Tra gli stand di Milano Unica, la fiera del settore tessile a Fieramilanocity fino a domani, gli animi si scaldano.
Non bastano la difficoltà dei mercati e l'incertezza su come andranno le prossime stagioni.
Le aziende che producono tutto in Italia chiedono maggiore serietà e controlli e parlano di concorrenza sleale da parte di chi, invece, delocalizza.
«Con grande dispiacere si vede smantellare tutto quello che è stato ed è made in Italy - commenta Roberto Colombo, amministratore delegato del Lanificio Colombo -. Dobbiamo renderci conto che noi siamo la qualità che, soprattutto in questo momento, il consumatore chiede, oltre al brand. La qualità è la base e arriva dall'Italia. La difesa del made in Italy deve arrivare dagli imprenditori attraverso il lavoro di tutti i giorni. Le leggi vengono bloccate, non sono chiare e sono vincolate da interessi diversi.

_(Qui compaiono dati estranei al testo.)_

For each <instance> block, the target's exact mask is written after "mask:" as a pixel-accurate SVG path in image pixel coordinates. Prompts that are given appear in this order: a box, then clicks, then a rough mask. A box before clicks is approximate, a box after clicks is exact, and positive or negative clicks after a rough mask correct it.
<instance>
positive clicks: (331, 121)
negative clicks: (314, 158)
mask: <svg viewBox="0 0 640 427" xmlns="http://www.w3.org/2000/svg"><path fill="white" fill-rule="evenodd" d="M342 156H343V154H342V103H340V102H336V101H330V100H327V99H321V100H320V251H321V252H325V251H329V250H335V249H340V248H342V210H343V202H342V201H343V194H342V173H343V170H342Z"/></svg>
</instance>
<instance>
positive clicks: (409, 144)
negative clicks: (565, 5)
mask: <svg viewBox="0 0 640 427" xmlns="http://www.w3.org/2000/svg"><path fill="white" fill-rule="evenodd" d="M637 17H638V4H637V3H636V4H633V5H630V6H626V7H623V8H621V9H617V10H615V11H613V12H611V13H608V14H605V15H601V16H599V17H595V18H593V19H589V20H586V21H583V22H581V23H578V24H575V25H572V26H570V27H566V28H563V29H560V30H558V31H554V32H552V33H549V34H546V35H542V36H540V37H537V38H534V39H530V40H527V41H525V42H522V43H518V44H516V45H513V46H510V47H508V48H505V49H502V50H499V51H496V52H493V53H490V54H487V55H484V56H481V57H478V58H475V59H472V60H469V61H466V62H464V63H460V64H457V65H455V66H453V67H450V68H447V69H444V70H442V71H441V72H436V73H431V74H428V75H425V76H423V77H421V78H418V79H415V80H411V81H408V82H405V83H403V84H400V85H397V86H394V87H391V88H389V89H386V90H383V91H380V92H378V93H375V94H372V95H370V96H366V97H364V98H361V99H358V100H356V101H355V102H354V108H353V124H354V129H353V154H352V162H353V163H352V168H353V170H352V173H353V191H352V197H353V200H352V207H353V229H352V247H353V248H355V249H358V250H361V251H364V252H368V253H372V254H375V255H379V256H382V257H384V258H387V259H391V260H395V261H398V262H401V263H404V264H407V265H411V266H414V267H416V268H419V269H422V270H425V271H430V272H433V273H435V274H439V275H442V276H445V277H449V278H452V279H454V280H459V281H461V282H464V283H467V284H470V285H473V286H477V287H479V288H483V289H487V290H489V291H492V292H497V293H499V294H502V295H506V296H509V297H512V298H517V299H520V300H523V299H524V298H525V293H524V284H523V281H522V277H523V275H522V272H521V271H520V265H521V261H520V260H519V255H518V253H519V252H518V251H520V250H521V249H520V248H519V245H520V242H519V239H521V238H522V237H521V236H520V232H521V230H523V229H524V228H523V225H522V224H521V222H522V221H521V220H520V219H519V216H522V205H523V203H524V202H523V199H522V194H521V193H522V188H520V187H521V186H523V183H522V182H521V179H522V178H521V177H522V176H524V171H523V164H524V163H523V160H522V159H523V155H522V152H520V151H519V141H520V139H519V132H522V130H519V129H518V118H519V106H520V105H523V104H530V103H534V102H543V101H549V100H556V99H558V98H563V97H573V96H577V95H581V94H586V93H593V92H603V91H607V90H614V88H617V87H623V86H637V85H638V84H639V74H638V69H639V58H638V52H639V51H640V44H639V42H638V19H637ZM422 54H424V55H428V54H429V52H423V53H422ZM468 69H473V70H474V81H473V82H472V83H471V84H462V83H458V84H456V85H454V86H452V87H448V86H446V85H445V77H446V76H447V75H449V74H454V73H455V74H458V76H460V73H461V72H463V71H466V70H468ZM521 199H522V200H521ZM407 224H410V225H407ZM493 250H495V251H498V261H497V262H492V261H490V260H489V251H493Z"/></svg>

Deve partire tutto dalle aziende e la qualità italiana, quella vera, paga: se si produce in gran parte fuori e poi si mette l'etichetta made in Italy si vede. Di fronte alla realtà delle cose non c'è legge che tenga. Serve concretezza».
Ci crede Alberto Barberis Canonico del lanificio di famiglia Vitale Barberis Canonico.
«Produciamo tutto in Italia e controllo personalmente le fattorie australiane da cui arriva la lana che viene pettinata, filata, tessuta e finita in Italia - dice -. È un diritto dei consumatori avere la tracciabilità del prodotto che compra. E questo vale per tutti i settori, non solo il tessile. Inoltre è un dovere e un orgoglio per un'azienda garantire che il suo prodotto sia stato realizzato nel nostro paese. Poi vincerà il migliore sul mercato che sia italiano, indiano o cinese. Ma è una battaglia persa: l'Unione europea sta trattando il sistema industriale come una matrigna, non come una madre benevola. Come se non fosse importante per l'economia globale. A questo si aggiungono tasse, come l'Irap, che chi produce in Italia è costretto a pagare a differenza di chi delocalizza, e lo svantaggio dei mercati che lavorano con l'euro nei confronti di quelli che invece lavorano con il dollaro».
Produrre in Italia significa creare e sviluppare idee originali e dare loro un alto valore aggiunto che significa stretto controllo sulle macchine, sui tempi di consegna, sull'esecuzione del lavoro da parte delle persone.
Ecco perché per il Lanificio Fratelli Bacci il timing e la tecnologia dei macchinari sono fondamentali per rispondere alle esigenze sempre più articolate dei clienti, come spiega Luigi Bacci: «Sei anni fa abbiamo acquistato un macchinario da 350mila euro che ci permette di personalizzare il prodotto.
A ogni stagione partiamo con 300 articoli della nostra collezione ai quali se ne aggiungono altrettanti realizzati seguendo le indicazioni dei clienti».
Come Bacci anche Testa (tessuti per camicie) appoggia un intervento legislativo a garanzia.
«Sarebbe un grande aiuto per noi, ma siamo spaventati dalle vie di mezzo - afferma il direttore generale Claudio Passera -. Può essere veramente considerata made in Italy una camicia tagliata e cucita in Cina o in India, con tessuti prodotti là, solo perché le si attaccano i bottoni e l'etichetta nel nostro paese? Questo rappresenta solo il 10% di tutto il processo produttivo e il resto?».